IV. Every tax ought to be so contrived as both to take out and to keep out of the pockets of the people as little as possible over and above what it brings into the public treasury of the state. A tax may either take out or keep out of the pockets of the people a great deal more than it brings into the public treasury, in the four following ways. First, the levying of it may require a great number of officers, whose salaries may eat up the greater part of the produce of the tax, and whose perquisites may impose another additional tax upon the people. Secondly, it may obstruct the industry the people, and discourage them from applying to certain branches of business which might give maintenance and unemployment to great multitudes. While it obliges the people to pay, it may thus diminish, or perhaps destroy, some of the funds which might enable them more easily to do so. Thirdly, by the forfeitures and other penalties which those unfortunate individuals incur who attempt unsuccessfully to evade the tax, it may frequently ruin them, and thereby put an end to the benefit which the community might have received from the employment of their capitals. An injudicious tax offers a great temptation to smuggling. But the penalties of smuggling must rise in proportion to the temptation. The law, contrary to all the ordinary principles of justice, first creates the temptation, and then punishes those who yield to it; and it commonly enhances the punishment, too, in proportion to the very circumstance which ought certainly to alleviate it, the temptation to commit the crime. Fourthly, by subjecting the people to the frequent visits and the odious examination of the tax-gatherers, it may expose them to much unnecessary trouble, vexation, and oppression; and though vexation is not, strictly speaking, expence, it is certainly equivalent to the expence at which every man would be willing to redeem himself from it. It is in some one or other of these four different ways that taxes are frequently so much more burdensome to the people than they are beneficial to the sovereign.
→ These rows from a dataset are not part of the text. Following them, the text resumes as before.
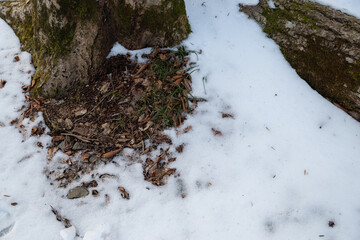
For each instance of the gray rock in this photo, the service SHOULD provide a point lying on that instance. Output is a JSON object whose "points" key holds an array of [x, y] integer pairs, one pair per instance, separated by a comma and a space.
{"points": [[77, 192]]}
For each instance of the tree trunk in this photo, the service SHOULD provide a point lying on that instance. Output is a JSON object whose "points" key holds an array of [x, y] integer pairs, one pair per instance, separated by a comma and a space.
{"points": [[69, 39], [320, 43]]}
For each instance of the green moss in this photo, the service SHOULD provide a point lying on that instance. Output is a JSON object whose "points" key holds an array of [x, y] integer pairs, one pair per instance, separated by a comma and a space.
{"points": [[276, 18], [160, 20]]}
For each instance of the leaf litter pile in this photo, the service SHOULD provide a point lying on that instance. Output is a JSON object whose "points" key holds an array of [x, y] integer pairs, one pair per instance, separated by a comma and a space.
{"points": [[127, 105]]}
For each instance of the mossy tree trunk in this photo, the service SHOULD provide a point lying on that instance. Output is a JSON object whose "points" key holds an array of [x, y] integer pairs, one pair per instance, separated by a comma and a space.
{"points": [[320, 43], [69, 39]]}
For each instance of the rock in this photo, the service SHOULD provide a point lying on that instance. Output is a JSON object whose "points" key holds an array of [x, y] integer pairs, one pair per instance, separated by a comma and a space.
{"points": [[320, 43], [349, 60], [77, 192], [80, 113], [78, 146], [68, 124]]}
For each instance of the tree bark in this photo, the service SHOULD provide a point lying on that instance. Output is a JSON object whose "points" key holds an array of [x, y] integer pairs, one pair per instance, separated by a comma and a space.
{"points": [[320, 43], [69, 39]]}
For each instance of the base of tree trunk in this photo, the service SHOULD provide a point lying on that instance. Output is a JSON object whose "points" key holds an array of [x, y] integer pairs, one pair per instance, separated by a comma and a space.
{"points": [[320, 43], [70, 39]]}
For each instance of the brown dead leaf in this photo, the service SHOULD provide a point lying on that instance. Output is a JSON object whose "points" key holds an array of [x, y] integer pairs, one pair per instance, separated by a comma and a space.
{"points": [[176, 77], [107, 199], [178, 81], [142, 69], [124, 193], [185, 130], [2, 83], [216, 132], [145, 151], [112, 153], [227, 115]]}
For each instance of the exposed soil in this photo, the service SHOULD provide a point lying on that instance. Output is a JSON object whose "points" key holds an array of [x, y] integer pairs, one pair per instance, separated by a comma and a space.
{"points": [[122, 107]]}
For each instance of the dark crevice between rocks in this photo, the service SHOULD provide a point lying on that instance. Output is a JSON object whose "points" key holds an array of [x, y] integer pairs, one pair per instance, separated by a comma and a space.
{"points": [[320, 43]]}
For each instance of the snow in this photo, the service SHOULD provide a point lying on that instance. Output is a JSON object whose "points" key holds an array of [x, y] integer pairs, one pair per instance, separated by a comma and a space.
{"points": [[286, 165], [135, 55], [68, 233], [271, 4]]}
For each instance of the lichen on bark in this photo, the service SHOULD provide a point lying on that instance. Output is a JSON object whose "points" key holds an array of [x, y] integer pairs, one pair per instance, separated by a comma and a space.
{"points": [[320, 43], [69, 39]]}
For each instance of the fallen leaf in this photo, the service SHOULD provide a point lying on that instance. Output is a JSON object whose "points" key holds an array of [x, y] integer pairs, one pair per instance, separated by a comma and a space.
{"points": [[142, 69], [216, 132], [2, 83], [124, 193], [112, 153], [145, 151]]}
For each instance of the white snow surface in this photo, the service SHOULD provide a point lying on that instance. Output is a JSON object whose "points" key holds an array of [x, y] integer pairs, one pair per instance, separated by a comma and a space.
{"points": [[351, 7], [286, 165], [135, 55]]}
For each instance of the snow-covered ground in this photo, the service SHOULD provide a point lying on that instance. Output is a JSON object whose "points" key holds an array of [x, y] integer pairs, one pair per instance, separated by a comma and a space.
{"points": [[286, 165]]}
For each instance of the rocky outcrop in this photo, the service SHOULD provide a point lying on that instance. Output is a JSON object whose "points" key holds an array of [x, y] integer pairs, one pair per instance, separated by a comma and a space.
{"points": [[69, 39], [320, 43]]}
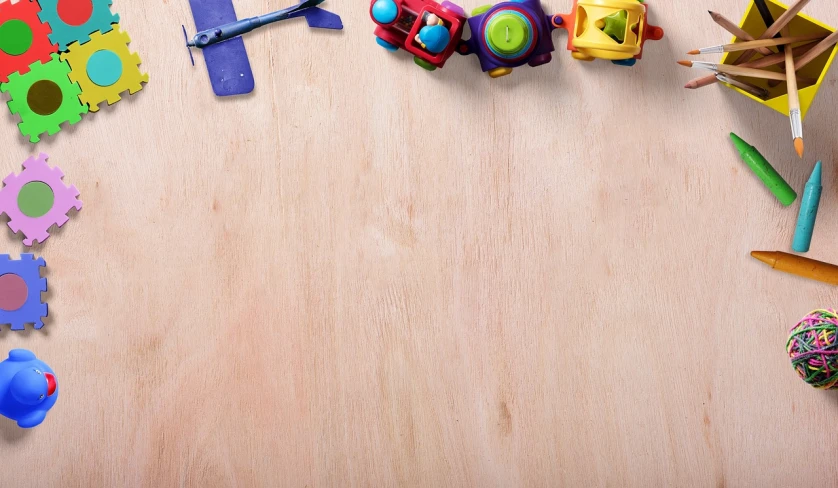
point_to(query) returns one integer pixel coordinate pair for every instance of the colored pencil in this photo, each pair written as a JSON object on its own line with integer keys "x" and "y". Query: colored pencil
{"x": 735, "y": 70}
{"x": 821, "y": 48}
{"x": 794, "y": 100}
{"x": 765, "y": 62}
{"x": 744, "y": 46}
{"x": 775, "y": 28}
{"x": 765, "y": 13}
{"x": 737, "y": 31}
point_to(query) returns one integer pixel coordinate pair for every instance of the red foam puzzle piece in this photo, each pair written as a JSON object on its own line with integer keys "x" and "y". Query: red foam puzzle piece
{"x": 41, "y": 48}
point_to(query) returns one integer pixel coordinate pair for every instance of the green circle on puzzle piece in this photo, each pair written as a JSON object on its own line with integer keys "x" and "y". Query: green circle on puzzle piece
{"x": 35, "y": 199}
{"x": 44, "y": 97}
{"x": 15, "y": 37}
{"x": 508, "y": 33}
{"x": 104, "y": 67}
{"x": 13, "y": 292}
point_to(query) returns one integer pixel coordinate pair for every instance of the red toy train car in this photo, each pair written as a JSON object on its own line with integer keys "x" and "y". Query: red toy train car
{"x": 424, "y": 28}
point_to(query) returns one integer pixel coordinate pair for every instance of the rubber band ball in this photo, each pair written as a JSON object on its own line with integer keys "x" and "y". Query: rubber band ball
{"x": 813, "y": 349}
Since our present taxes fail on all counts, it is a pity that those who have brought Smith's ideas to people's attention have so neglected his views on taxation, especially his comments on the taxation of land...
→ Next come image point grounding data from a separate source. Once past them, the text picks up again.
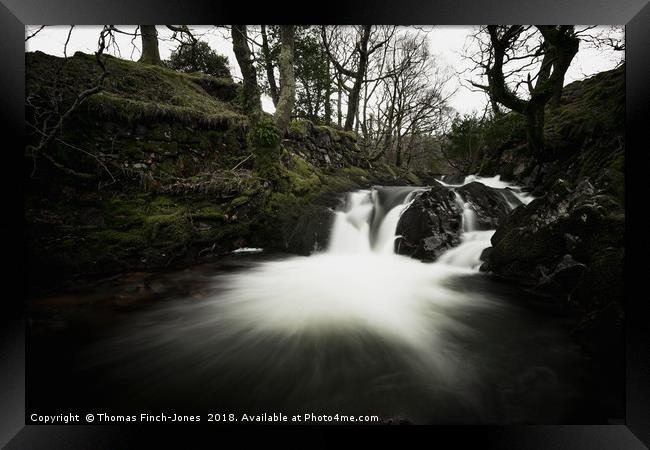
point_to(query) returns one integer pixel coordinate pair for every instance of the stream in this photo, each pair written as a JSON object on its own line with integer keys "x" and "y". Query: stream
{"x": 355, "y": 329}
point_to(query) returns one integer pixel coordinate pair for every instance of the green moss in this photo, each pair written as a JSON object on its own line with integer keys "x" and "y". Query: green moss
{"x": 241, "y": 200}
{"x": 132, "y": 92}
{"x": 297, "y": 129}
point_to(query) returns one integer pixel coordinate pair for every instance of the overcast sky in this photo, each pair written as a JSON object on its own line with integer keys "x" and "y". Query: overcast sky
{"x": 446, "y": 42}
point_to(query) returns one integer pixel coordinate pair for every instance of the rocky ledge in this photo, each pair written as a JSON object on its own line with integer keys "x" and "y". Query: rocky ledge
{"x": 432, "y": 224}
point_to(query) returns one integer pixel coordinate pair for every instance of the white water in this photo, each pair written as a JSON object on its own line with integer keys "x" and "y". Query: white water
{"x": 496, "y": 183}
{"x": 356, "y": 329}
{"x": 359, "y": 283}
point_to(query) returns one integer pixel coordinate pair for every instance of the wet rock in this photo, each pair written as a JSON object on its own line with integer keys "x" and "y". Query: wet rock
{"x": 568, "y": 242}
{"x": 490, "y": 205}
{"x": 431, "y": 225}
{"x": 433, "y": 222}
{"x": 564, "y": 277}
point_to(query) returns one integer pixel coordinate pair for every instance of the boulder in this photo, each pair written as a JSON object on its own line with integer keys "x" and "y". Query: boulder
{"x": 567, "y": 243}
{"x": 490, "y": 205}
{"x": 430, "y": 225}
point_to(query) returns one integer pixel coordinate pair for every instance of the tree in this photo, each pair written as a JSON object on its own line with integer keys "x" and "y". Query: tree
{"x": 404, "y": 100}
{"x": 553, "y": 52}
{"x": 250, "y": 90}
{"x": 358, "y": 58}
{"x": 287, "y": 93}
{"x": 150, "y": 53}
{"x": 269, "y": 60}
{"x": 199, "y": 58}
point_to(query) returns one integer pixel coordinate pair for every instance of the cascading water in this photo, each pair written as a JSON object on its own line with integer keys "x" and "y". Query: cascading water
{"x": 356, "y": 329}
{"x": 368, "y": 221}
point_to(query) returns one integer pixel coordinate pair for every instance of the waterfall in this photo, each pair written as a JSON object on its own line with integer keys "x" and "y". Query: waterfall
{"x": 355, "y": 326}
{"x": 367, "y": 221}
{"x": 496, "y": 183}
{"x": 468, "y": 219}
"Ground-rents seem, in this respect, a more proper subject of peculiar taxation than even the ordinary rent of land. The ordinary rent of land is, in many cases, owing partly at least to the attention and good management of the landlord. A very heavy tax might discourage too, much this attention and good management. Ground-rents, so far as they exceed the ordinary rent of land, are altogether owing to the good government of the sovereign, which, by protecting the industry either of the whole people, or of the inhabitants of some particular place, enables them to pay so much more than its real value for the ground which they build their houses upon; or to make to its owner so much more than compensation for the loss which he might sustain by this use of it. Nothing can be more reasonable than that a fund which owes its existence to the good government of the state should be taxed peculiarly, or should contribute something more than the greater part of other funds, towards the support of that government."